Once we set cache: false in the AJAX call.
$.ajax({
url : ...,
cache: false,
success : function(data) {
...
}
});
We saw the following helpful stack trace:
Caused by: org.springframework.webflow.execution.FlowExecutionException: Exception thrown in state ‘wizard’ of flow ‘wizardFlow'
at org.springframework.webflow.engine.impl.FlowExecutionImpl.wrap(FlowExecutionImpl.java:571)
at org.springframework.webflow.engine.impl.FlowExecutionImpl.resume(FlowExecutionImpl.java:265)
at org.springframework.webflow.executor.FlowExecutorImpl.resumeExecution(FlowExecutorImpl.java:169)
at org.springframework.webflow.mvc.servlet.FlowHandlerAdapter.handle(FlowHandlerAdapter.java:183)
at org.springframework.web.servlet.DispatcherServlet.doDispatch(DispatcherServlet.java:900)
at org.springframework.web.servlet.DispatcherServlet.doService(DispatcherServlet.java:827)
at org.springframework.web.servlet.FrameworkServlet.processRequest(FrameworkServlet.java:882)
... 52 more
<strong>Caused by: java.lang.IllegalArgumentException: The expression string to parse is required and must not be empty
at org.springframework.util.Assert.hasText(Assert.java:162)</strong>
at org.springframework.binding.expression.spel.SpringELExpressionParser.parseExpression(SpringELExpressionParser.java:72)
at org.springframework.webflow.mvc.view.AbstractMvcView.addEmptyValueMapping(AbstractMvcView.java:472)
at org.springframework.webflow.mvc.view.AbstractMvcView.addDefaultMappings(AbstractMvcView.java:454)
at org.springframework.webflow.mvc.view.AbstractMvcView.bind(AbstractMvcView.java:373)
at org.springframework.webflow.mvc.view.AbstractMvcView.processUserEvent(AbstractMvcView.java:216)
at org.springframework.webflow.engine.ViewState.handleEvent(ViewState.java:226)
at org.springframework.webflow.engine.ViewState.resume(ViewState.java:196)
at org.springframework.webflow.engine.Flow.resume(Flow.java:545)
at org.springframework.webflow.engine.impl.FlowExecutionImpl.resume(FlowExecutionImpl.java:261)
This was caused by jQuery’s default solution to preventing browsers from caching AJAX requests which is enabled by setting cache: false in the settings of the ajax request, which adds the request param “_” with the request timestamp to the request url.
...app…/wizardFlow.html?execution=e1s1&_eventId=retrieve&gasDay=11/25/2012&_=1365712827950
Spring Web Flow didn’t know what to do with the “_” request parameter when was parsing the request parameters to call the method in our action that handled that sequence in the flow:
public void retrieve(RequestContext requestContext, WizardStateHolder stateHolder, ProcessingStateHolder processingStateHolder, MessageContext messageContext, String gasDay)
In order to resolve this, we registered our own beforeSend method that would replace the “_” request parameter name that jQuery defaulted to with “jqueryCache” as the parameter name.
$.ajaxSetup({
beforeSend : function(xhr, setting) {
var url = setting.url;
url = url.replace("&_=", "&jqueryCache=");
setting.url = url;
}
});
This solution allowed jQuery to bypass the browser caching of requests and Web Flow to ignore the request parameter. By registering it as part of ajaxSetup, we were also able to avoid repeating the code wherever we needed to set cache: false, so that developers only had to set cache: false if the use case required it while not worrying about Web Flow.

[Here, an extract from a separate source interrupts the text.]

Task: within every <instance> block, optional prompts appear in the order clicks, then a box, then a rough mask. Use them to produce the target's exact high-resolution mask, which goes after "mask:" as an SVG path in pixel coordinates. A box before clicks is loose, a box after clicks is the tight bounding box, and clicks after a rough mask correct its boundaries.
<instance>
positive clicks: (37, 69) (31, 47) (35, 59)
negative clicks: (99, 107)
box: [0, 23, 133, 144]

Another solution is to create a REST endpoint that accepts a timestamp + random number value and then every AJAX request is guaranteed unique. You could also use a UUID. You don’t have to do anything with that REST argument (not query string param) on the server side, it just has to exist to make the request unique looking. This prevents any caching from ruining your day.
I have run into situations where the caching was not taking place on my server but rather infrastructure in between (that no one would own up to or explain the how/why of–there was also potentially a bug in IE8’s AJAX engine causing the same problem, for example).